Role of technology in climate resilient practices

Time is an important axis to think about. How can technology help on different temporal timelines, e.g. short-term, mid-term, long-term. In the climate resilience toolkit, they have some of these timelines and tools for each.

What should we try to accomplish in the next hour?

We could assess the toolkit and see if there are any gaps? Perhaps start with a few climate actions, e.g. coastal hazards, complex ag systems, managed retreat, etc. Ankita gave a few
Managed retreat (Responding to changing landscapes)
Indirect stakeholders will be impacted significantly too and supports for both direct and indirect participants. May need more guidance from central bodies about what needs to be grown.
Consumer experience in getting food
Food systems are large interconnected systems. Need to be able to bounce back from systemic shocks and support workers in those communities. What this will look like will depend heavily on where you are from urban gardens, replacing lawns with gardens, eating fish, etc.
Agronomic adaptation (Supporting farmers in becoming more climate resilient (e.g. new crops, new markets))
Stakeholders: Farmers, buyers, ecosystem. New diets fueled by interconnections. Mutual risk and responsibility between different players. RE: tech how comfortable are different players - do they trust it? Trust building will return dividends and state agencies may be the best holder of

For example, if potatoes are really hot one year but getting access to quality seed stock is difficult there may be barriers. The market incentivizes but doesn’t remove barriers.
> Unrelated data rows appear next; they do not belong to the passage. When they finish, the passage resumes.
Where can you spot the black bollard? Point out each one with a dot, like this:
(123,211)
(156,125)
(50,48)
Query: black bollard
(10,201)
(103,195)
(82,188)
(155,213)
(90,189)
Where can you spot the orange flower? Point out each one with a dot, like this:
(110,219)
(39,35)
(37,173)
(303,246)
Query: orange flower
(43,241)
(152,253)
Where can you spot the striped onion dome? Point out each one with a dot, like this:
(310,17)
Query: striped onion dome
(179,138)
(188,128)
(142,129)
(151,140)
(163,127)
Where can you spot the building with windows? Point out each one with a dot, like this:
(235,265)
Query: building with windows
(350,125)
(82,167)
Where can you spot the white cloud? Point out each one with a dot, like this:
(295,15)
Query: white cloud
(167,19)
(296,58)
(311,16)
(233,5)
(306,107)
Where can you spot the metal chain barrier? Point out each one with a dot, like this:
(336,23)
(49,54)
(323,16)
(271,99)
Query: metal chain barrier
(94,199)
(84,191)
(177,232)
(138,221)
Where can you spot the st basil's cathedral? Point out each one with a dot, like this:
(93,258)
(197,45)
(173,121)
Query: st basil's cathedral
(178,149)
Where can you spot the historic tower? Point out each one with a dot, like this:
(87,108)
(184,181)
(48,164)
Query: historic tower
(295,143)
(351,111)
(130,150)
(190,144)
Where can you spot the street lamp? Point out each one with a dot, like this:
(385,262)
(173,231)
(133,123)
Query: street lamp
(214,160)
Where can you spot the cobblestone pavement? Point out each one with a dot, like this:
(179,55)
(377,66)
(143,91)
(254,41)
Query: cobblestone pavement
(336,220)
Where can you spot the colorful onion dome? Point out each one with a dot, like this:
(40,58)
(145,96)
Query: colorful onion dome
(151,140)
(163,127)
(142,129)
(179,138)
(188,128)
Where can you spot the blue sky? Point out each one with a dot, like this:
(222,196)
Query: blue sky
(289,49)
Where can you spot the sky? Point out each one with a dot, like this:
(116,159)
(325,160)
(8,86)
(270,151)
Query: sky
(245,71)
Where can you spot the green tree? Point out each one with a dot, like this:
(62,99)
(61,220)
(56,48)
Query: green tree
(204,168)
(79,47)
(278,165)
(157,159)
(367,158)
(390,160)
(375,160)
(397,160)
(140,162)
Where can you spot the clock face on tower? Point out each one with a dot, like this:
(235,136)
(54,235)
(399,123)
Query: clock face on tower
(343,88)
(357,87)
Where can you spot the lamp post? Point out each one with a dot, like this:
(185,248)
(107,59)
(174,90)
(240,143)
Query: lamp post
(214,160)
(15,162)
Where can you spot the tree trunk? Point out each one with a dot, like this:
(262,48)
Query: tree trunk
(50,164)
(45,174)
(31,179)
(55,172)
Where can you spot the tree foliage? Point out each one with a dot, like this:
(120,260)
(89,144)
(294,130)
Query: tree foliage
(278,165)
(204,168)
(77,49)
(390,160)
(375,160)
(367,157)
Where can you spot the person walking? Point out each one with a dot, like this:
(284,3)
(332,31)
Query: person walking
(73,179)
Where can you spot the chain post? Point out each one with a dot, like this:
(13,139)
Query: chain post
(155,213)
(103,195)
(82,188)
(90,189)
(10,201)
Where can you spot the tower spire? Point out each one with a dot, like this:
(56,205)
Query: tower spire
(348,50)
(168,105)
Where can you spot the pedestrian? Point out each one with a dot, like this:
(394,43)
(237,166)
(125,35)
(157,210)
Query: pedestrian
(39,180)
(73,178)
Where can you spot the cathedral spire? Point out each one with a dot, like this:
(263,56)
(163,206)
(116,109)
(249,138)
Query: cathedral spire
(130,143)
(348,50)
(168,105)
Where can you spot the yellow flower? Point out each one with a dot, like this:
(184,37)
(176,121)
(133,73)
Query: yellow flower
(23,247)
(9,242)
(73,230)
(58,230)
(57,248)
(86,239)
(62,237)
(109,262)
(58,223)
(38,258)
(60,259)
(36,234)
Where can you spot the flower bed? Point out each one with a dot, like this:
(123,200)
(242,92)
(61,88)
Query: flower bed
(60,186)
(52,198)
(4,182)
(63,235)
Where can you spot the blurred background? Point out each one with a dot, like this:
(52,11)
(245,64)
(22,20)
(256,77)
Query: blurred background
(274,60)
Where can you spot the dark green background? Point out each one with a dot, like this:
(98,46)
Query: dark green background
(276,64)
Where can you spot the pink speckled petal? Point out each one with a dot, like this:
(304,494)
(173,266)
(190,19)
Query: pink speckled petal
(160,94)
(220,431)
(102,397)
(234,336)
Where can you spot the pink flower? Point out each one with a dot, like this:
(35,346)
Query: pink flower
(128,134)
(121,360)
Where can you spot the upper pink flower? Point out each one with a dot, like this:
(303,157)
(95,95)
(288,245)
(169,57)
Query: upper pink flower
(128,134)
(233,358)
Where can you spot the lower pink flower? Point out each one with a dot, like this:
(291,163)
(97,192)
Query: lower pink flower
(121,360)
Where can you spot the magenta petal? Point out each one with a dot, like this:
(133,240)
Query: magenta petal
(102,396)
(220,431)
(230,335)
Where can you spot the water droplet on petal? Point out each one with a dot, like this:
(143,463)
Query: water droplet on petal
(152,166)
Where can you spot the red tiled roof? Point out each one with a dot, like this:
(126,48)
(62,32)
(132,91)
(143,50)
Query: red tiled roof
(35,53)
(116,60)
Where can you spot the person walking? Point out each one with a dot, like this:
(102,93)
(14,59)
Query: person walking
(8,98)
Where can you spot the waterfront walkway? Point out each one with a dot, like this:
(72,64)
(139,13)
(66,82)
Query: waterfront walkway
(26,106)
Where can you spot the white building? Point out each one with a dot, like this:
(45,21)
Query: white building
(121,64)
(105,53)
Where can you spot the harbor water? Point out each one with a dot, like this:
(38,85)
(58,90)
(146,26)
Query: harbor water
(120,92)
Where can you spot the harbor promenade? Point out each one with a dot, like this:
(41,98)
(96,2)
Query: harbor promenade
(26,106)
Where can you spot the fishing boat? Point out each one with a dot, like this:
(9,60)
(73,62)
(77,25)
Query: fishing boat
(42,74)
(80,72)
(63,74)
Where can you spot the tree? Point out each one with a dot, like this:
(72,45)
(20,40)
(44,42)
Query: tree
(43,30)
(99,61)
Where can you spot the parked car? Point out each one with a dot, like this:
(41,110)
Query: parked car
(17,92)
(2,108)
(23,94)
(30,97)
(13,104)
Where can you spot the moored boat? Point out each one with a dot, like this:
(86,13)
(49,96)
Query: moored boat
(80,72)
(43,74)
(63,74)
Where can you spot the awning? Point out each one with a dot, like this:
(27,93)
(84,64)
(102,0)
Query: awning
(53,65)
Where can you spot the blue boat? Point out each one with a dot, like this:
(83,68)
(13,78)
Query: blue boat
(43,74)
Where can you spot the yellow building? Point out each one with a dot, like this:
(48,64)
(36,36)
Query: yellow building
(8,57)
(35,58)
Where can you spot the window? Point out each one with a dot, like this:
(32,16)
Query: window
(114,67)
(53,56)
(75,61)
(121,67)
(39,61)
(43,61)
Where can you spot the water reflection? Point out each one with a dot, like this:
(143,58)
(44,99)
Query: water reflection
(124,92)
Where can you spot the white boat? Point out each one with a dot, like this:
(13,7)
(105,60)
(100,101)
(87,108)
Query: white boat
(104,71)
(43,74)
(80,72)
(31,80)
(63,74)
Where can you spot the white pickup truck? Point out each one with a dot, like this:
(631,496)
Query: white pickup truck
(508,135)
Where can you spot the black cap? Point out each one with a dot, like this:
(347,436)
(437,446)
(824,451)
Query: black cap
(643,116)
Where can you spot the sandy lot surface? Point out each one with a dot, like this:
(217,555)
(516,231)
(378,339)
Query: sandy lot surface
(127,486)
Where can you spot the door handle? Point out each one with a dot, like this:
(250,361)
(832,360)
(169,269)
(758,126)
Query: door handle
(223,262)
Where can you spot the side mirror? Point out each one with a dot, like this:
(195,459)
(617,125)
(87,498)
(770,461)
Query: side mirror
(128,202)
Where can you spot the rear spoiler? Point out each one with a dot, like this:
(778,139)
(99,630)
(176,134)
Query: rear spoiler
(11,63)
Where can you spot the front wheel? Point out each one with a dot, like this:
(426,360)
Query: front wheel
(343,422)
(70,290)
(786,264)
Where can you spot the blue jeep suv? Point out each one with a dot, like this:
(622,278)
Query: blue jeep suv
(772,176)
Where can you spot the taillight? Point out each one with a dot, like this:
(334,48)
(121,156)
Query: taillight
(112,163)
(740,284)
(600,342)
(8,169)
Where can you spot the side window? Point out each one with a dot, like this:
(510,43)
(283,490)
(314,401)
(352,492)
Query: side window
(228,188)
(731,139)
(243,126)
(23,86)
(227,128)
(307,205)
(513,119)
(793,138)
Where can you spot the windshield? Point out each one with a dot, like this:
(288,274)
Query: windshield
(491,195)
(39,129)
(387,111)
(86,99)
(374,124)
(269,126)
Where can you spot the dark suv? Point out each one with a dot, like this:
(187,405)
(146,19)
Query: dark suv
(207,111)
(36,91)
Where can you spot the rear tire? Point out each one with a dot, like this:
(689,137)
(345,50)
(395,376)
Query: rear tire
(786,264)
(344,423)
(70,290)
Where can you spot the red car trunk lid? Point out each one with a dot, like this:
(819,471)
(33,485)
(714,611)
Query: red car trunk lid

Can we pick some key words to guide us in defining climate resilience?
Regenerating ecosystem function
Protection and adaptation (at various scales)
Successful responsiveness
Compassion

What about a crowdfunding platform to get a farmer to grow a new climate resilient food. Consumers can indicate interest and pre-pay for particular seed. When someone takes it, the pot goes to them.

Summary:

How are we adapting and what is the role of technology in adaptation. We can plan in terms of likely outcomes. Though climate change is a global issue, how individuals will be impacted both directly and indirectly will be very, very contextual.